Is skating really unfair? Yes, even in extra stringent analysis

This post first appeared on pygaze.org, in October 2015. There is a previous post on the initial analysis, and a next post on data from 100-meter times.

TL;DR

Yesterday, we reported that random variability in the starting procedure of racing sports can bias competitions, even at Olympic events. Not everyone was keen to believe this, and some people have made suggestions for things we should control for. Some even went so far as to criticise our methods. In this post we address all questions, and provide an extra analysis that looks at within-athlete effects of changes in the ready-start interval on changes in race times. This analysis is robust to differences between skaters’ individual qualities, and has causal power. Our results indicate that there still is evidence that random differences in ready-start intervals might bias competitions. At the very least, this calls for future research into the starting procedure of racing sports. Which is exactly what we intended to provoke with yesterday’s publication.

What happened?

Perspective article in Frontiers in Psychology

Yesterday, we published a Perspective article in the academic journal Frontiers in Psychology. The article made a theoretical point about a potential bias in the starting procedure in some racing sports, including speed skating. We explained about the alerting effect, that makes people quicker to respond when they are just alerted:

The starting procedure in racing sports closely resembles a classical experiment, where participants receive an alerting cue before having to respond to a target stimulus.The cue is a general, non-spatial signal that precedes the target stimulus by a variable interval. In the lab, participants are quicker (Posner and Boies, 1971; Adams and Lambos, 1986) and more precise(Klein and Kerr, 1974) to respond after an optimal interval duration of around 500ms, and are progressively slower and less precise after longer durations.

Inconsistent starts in racing sports

In some racing sports, the referee signals the competing athletes to get ready, and fires the starting shot after a certain interval. We refer to this as the ready-start interval. The crucial point is that this interval is variable. It depends on how quick athletes assume their starting position, but also on regulations that specifically call for variability. The latter is true in speed skating. In addition, speed skaters compete in pairs, and whoever ends up with the lowest total wins the gold.
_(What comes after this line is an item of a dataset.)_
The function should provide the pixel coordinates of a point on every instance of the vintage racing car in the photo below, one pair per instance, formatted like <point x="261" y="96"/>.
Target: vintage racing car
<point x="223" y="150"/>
Crucially, each skater starts with different ready-start intervals.

Alerting differences could bias competitions

In our article, we argued that athletes that start with a shorter ready-start interval should have a theoretical benefit over those that start with a longer ready-start interval, due to the alerting effect we describe above. Of course, we realised that this was quite a strong claim to make based on data from psychological studies that is collected in a highly controlled environment. Surely, at Olympic events, factors like talent and training should strongly outweigh the potential benefits of a short ready-start interval? This is why we collected data from the 500 meter speed skating competition at the 2010 Winter Olympics. We collected millisecond accurate ready-start intervals from the audio trace of the event’s broadcast, and chose to correlate that with the race times of each athlete.

What we show, is that ready-start intervals and race times correlate. And the effect was quite large at that: several hundreds of milliseconds. That does not sound like much, but can make a real difference in racing sports. Enough, in some cases, to mean the difference between winning the gold, and not winning a medal at all!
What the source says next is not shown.